Hard Rain Falling - Don Carpenter [88]
It struck him with horrible force. His parents, whoever they were, had probably made love out of just such an itch. For fun, for this momentary satisfaction, they had conceived him, and because he was obviously inconvenient, dumped him in the orphanage; because he, the life they had created while they were being careless and thoughtless, was not part of the fun of it all; he was just a harmful side effect of the scratching of the itch; he was the snot in the handkerchief after the nose had been blown, just something disgusting to be gotten rid of in secret and forgotten. Cold rage filled him, rage at his unknown parents, rage at the life he had been given, and for such trivial, stupid reasons! For one wild second of ejaculation! For that, he had been born. This same thing that was keeping him awake nights, and inexorably turning him into a prancing faggot, was the cause of his existence. Fifteen or twenty minutes on a forgotten bed between two probable strangers had given him twenty-four years of misery, pain, and suffering, and promised, unless he were to die soon, to go on giving him misery for another forty or fifty years, locked up in one small room or another without hope of freedom, love, life, truth, or understanding. A penis squirts, and I am doomed to a life of death. It has got to be insanity; there has got to be a God, because only an insane God could have created such a universe.

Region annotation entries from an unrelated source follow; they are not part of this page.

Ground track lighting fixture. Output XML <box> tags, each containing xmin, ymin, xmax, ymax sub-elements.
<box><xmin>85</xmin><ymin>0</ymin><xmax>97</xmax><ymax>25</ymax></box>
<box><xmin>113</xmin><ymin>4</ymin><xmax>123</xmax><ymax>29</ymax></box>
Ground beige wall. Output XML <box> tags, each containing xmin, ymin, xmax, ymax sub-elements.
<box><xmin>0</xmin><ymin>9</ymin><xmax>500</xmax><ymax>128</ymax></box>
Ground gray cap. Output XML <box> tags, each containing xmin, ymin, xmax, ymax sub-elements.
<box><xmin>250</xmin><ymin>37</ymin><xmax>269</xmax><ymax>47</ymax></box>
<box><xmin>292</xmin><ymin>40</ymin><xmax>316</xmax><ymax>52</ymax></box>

There was no reason at all why Jack should not do exactly as he pleased. He and Billy became lovers. It was an arrangement, coldly conceived for sexual satisfaction, without even words that first time, but limited by coldly precise and rational language from there on out. The terms were that they would use each other’s bodies for that ornate form of masturbation called Making Love, but there was to be no question of emotional involvement, or prying into one another’s soul. This, they decided coldly, would keep them from going crazy or queer.
Fifteen
Things had been going much too well at the bowling alley, perhaps that was what was the matter. Billy’s shoeshine stand was right next to the check-out counter and only a few feet from either the all-night lunch counter or the pool tables, and he had a team of four boys who did the actual shining of shoes (although Billy would take over for special customers, big spenders, etc.) and there didn’t seem to be anybody in Seattle who could beat him at his own games of one-pocket, nine-ball, or straight pool. He was making money, very good money, not only from his stand but an actual salary from the management: Billy was in charge of maintenance, and he had discovered in himself a talent for managing things, for halting arguments, for overseeing the hundred details of a 24-hour establishment without undue strain on himself.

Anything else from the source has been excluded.